Quinn’s shots of stars and sports cars are valued not only for the nostalgia they evoke. His nephew Wolfgang Frei runs the Edward Quinn Archive in Switzerland, which contains more than 150,000 images from the 1950s to the 1970s. Frei often receives inquiries from collectors, auction houses, and restorers about photos of various VIPs with their cars. Classic sports cars that Alain Delon or Roger Vadim once raced on the roads of the Côte d’Azur can fetch sums in the tens of millions—if their current state is a detailed match of that documented by historical records.
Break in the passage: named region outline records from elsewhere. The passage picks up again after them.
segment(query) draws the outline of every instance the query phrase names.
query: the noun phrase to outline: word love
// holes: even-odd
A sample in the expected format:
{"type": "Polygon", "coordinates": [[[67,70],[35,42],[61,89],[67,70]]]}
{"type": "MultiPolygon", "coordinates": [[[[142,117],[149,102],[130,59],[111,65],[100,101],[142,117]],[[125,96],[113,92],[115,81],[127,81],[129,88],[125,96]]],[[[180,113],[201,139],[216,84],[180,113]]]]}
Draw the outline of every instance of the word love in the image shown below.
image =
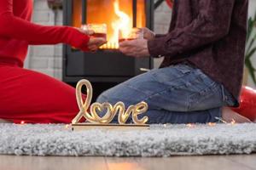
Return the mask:
{"type": "Polygon", "coordinates": [[[73,124],[78,123],[81,118],[84,117],[91,123],[106,124],[110,123],[114,116],[118,115],[119,124],[125,124],[127,119],[131,115],[132,121],[135,124],[145,124],[148,121],[148,116],[143,116],[138,119],[138,115],[141,115],[148,110],[148,105],[145,102],[138,103],[136,105],[130,105],[125,110],[125,104],[118,102],[113,106],[109,103],[94,103],[90,105],[92,99],[92,87],[89,81],[80,80],[76,87],[76,98],[80,111],[72,121],[73,124]],[[82,95],[82,87],[86,87],[87,97],[84,102],[82,95]],[[90,109],[90,113],[88,112],[90,109]],[[97,111],[102,112],[106,110],[103,116],[99,116],[97,111]]]}

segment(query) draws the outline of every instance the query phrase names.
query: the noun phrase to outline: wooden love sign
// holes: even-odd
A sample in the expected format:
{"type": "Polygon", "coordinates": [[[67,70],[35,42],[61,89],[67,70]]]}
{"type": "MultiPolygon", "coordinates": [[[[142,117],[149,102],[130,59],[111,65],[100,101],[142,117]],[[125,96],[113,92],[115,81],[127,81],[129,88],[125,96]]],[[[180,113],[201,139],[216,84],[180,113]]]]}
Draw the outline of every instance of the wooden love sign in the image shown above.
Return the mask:
{"type": "Polygon", "coordinates": [[[92,99],[92,87],[88,80],[80,80],[76,87],[76,98],[80,111],[73,119],[72,123],[76,124],[84,117],[88,122],[96,124],[108,124],[110,123],[114,116],[118,115],[118,120],[119,124],[125,124],[127,119],[131,114],[132,121],[135,124],[143,125],[148,121],[148,116],[143,116],[142,119],[138,119],[137,116],[141,115],[148,110],[148,105],[145,102],[140,102],[136,105],[130,105],[125,110],[125,104],[123,102],[118,102],[113,106],[109,103],[94,103],[90,105],[92,99]],[[86,87],[87,97],[84,102],[82,95],[82,87],[86,87]],[[105,110],[106,114],[103,116],[100,116],[98,112],[102,112],[105,110]],[[90,110],[90,113],[88,112],[90,110]]]}

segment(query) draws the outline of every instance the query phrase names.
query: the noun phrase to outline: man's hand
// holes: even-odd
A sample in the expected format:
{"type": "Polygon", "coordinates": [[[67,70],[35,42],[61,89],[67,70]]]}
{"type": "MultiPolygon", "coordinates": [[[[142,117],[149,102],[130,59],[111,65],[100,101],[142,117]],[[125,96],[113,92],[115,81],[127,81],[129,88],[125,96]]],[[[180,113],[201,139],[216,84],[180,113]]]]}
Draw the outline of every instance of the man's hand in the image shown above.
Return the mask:
{"type": "Polygon", "coordinates": [[[132,57],[148,57],[148,40],[136,39],[125,41],[119,43],[119,50],[129,56],[132,57]]]}
{"type": "Polygon", "coordinates": [[[141,28],[143,31],[143,37],[147,40],[154,39],[155,33],[147,27],[141,28]]]}

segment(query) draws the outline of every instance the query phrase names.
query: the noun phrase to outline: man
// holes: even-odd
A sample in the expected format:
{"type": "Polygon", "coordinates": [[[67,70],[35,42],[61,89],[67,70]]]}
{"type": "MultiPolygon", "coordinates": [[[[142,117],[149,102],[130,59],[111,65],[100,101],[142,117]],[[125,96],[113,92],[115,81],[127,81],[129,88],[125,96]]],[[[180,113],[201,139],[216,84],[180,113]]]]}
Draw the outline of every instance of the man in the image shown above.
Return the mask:
{"type": "Polygon", "coordinates": [[[149,123],[249,122],[224,107],[239,105],[247,19],[247,0],[174,0],[168,34],[143,28],[145,39],[120,43],[129,56],[165,56],[160,68],[104,92],[98,102],[145,101],[149,123]]]}

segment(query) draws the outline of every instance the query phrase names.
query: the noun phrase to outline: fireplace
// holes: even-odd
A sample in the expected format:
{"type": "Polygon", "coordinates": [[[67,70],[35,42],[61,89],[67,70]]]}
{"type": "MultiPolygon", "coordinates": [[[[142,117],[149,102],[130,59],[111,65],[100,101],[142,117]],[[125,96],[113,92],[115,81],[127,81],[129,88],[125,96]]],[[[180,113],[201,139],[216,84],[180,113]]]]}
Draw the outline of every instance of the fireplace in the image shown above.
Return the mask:
{"type": "Polygon", "coordinates": [[[86,78],[95,90],[102,91],[152,68],[150,58],[135,59],[119,51],[116,25],[125,20],[121,14],[129,19],[124,21],[125,28],[152,29],[154,0],[64,0],[63,12],[66,26],[106,24],[108,27],[108,43],[96,53],[84,53],[64,45],[64,82],[73,84],[86,78]],[[100,89],[96,89],[97,86],[100,89]]]}

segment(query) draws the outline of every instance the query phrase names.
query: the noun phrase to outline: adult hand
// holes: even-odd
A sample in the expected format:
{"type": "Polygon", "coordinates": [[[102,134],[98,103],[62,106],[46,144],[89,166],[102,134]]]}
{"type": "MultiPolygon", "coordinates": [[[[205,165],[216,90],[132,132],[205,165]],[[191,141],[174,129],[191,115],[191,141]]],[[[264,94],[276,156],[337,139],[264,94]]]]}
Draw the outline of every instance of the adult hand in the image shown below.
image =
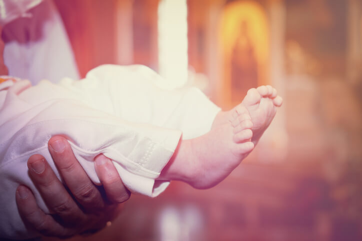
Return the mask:
{"type": "Polygon", "coordinates": [[[92,183],[66,138],[54,137],[48,145],[69,192],[42,156],[31,156],[28,161],[30,175],[50,210],[55,214],[45,214],[31,191],[20,185],[16,190],[16,200],[26,224],[42,235],[58,238],[94,233],[104,227],[118,214],[118,204],[130,196],[111,161],[102,155],[95,159],[96,170],[104,190],[92,183]],[[106,197],[102,195],[104,192],[106,197]]]}

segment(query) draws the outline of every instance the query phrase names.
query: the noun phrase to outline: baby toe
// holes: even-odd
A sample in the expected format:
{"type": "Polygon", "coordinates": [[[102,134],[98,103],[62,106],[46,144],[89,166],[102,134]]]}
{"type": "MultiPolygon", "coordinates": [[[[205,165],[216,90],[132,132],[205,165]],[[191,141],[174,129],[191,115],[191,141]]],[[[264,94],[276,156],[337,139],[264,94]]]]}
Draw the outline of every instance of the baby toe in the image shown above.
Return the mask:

But what exactly is so fascinating about this bygone world preserved with such artistry by Edward Quinn and his camera? It may well have something to do with the glimpse of a more innocent and carefree age. Even the most famous stars exude an air of gaiety and playfulness, as they party with abandon and enjoy the fruits of their success with a lighthearted quality inconceivable these days in our stage-managed world with its press agents, image consultants, and bodyguards. Quinn’s portraits are no random shots either, of course; they too are composed. But if you look closely, you’ll detect in many of the faces a friendly invitation to the viewer, even if only in the form of a nod or wink, to celebrate life. Perhaps there is also a readiness to share special moments with the world—and to banish the shadows of the past with the brilliance of fame.